Paul Goble
Staunton, Mar. 27 – Vladimir Putin and his propagandists repeatedly insist that Russia is fighting neo-Nazis in Ukraine, but the real neo-Nazis in Europe, people and groups with whom the Kremlin has maintained good relations for some time, are backing Russia not Ukraine in Putin’s war, according to Boris Vishnevsky.
The opposition deputy in St. Petersburg’s legislative assembly points out that “over the last eight years and especially since the start of ‘the special operation’ in Ukraine, Kremlin propagandists, politicians, diplomats and officials have not stopped calling for an uncompromising struggle with neo-Nazism” (novayagazeta.ru/articles/2022/03/27/gde-iskat-neonatsista).

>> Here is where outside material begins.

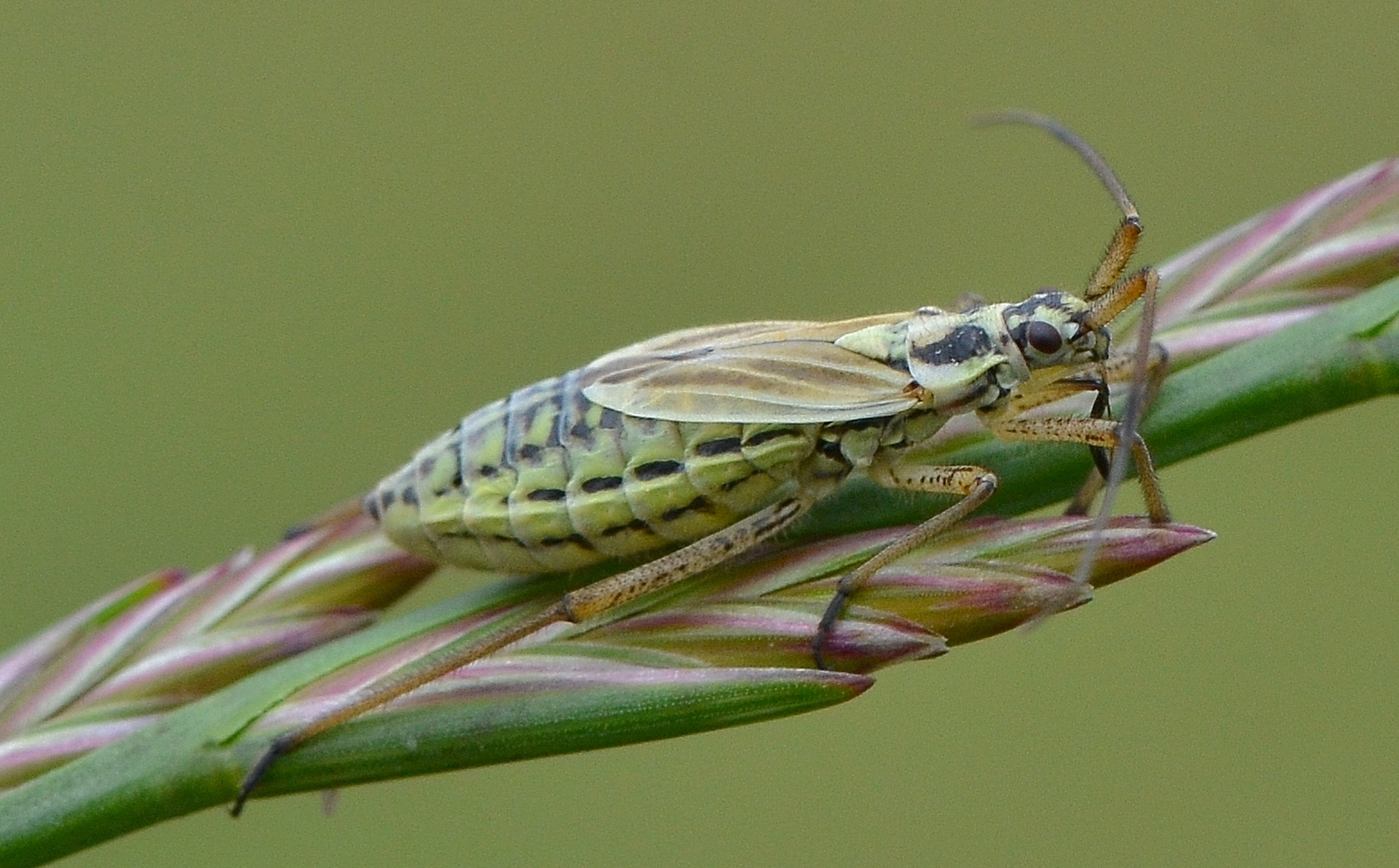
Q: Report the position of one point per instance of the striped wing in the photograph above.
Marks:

“There is no disputing the fact that neo-Nazism is evil, that neo-Nazis exist including by the way in Russia and that the struggle with them is an important task,” Vishnevsky says. But Moscow has a problem in making this appeal with respect to Putin’s war in Ukraine: these groups are backing the Kremlin not Kyiv in this fight.

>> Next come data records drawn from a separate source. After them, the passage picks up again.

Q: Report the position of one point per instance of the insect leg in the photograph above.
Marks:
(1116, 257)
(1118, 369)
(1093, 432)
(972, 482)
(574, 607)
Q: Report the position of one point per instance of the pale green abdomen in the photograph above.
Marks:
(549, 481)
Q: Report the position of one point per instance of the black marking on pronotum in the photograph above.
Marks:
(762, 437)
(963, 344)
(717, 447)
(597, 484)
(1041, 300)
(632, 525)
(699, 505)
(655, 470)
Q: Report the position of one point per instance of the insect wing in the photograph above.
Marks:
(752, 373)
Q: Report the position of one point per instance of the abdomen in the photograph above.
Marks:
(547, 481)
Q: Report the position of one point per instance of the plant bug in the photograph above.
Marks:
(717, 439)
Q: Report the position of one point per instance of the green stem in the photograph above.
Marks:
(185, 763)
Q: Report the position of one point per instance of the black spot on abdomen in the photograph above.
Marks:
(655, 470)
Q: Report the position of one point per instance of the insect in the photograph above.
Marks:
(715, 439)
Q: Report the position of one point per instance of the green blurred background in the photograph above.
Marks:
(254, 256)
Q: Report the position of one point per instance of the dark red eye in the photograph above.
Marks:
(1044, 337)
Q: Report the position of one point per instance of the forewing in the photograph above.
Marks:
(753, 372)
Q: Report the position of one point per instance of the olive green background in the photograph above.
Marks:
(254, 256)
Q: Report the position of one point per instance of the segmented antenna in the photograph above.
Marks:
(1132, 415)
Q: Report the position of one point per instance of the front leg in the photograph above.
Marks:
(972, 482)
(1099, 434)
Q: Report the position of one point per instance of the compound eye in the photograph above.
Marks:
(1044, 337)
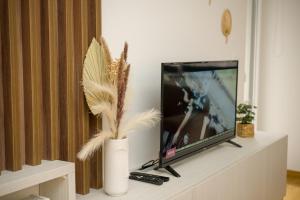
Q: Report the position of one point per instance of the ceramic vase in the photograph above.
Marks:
(115, 180)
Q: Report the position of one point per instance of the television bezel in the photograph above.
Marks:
(208, 65)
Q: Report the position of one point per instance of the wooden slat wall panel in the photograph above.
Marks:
(2, 147)
(94, 30)
(31, 38)
(81, 45)
(12, 82)
(43, 45)
(67, 96)
(50, 70)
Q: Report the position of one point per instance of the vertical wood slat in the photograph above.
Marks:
(94, 30)
(81, 45)
(12, 82)
(2, 147)
(67, 80)
(31, 38)
(50, 71)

Still worse from Moscow’s perspective, many of these radical right individuals and groups now supporting Putin have been identified not only by independent experts but by the Russian foreign ministry as extremist even though they are “not opponents of the Russian powers that be and their policies but their supporters and allies.”
The extreme right parties now supporting Putin in his war in Ukraine also are against the expansion of NATO, routinely label the US “a world evil,” support the Anschluss of Ukraine’s Crimea, and have sent their representatives as election observers to voting Moscow backs but no one else does, Vishnevsky continues.
And many of them assembled at Moscow’s call in St. Petersburg in 2015 at an International Russian Conservative Forum where they worked out an even broader common agenda “with Russian nationalists, imperialists and neo-Nazis,” the opposition deputy and commentator notes.
“Of course,” Vishnevsk says, “among the European allies of the Russian powers are more respectable but also nationalistic, xenophobic and anti-immigrant parties, such as the French National Front of Marine LePen or Germany’s Alternative for Germany,” some of which have also close ties and have enjoyed funding from Moscow.
But “it turns out that the main if not the only ‘European allies’ [of the Kremlin on Putin’s war in Ukraine] have turned out to be neo-Nazis, nationalists, ultra-rightwing extremism, racists and anti-Semites.” That must be remembered every time Moscow asserts that it is fighting Nazism.
“Obviously,” Vishnevsky concludes, “something has to change in Russian politics to mean that its declared battle with neo-Nazism will involve something real.”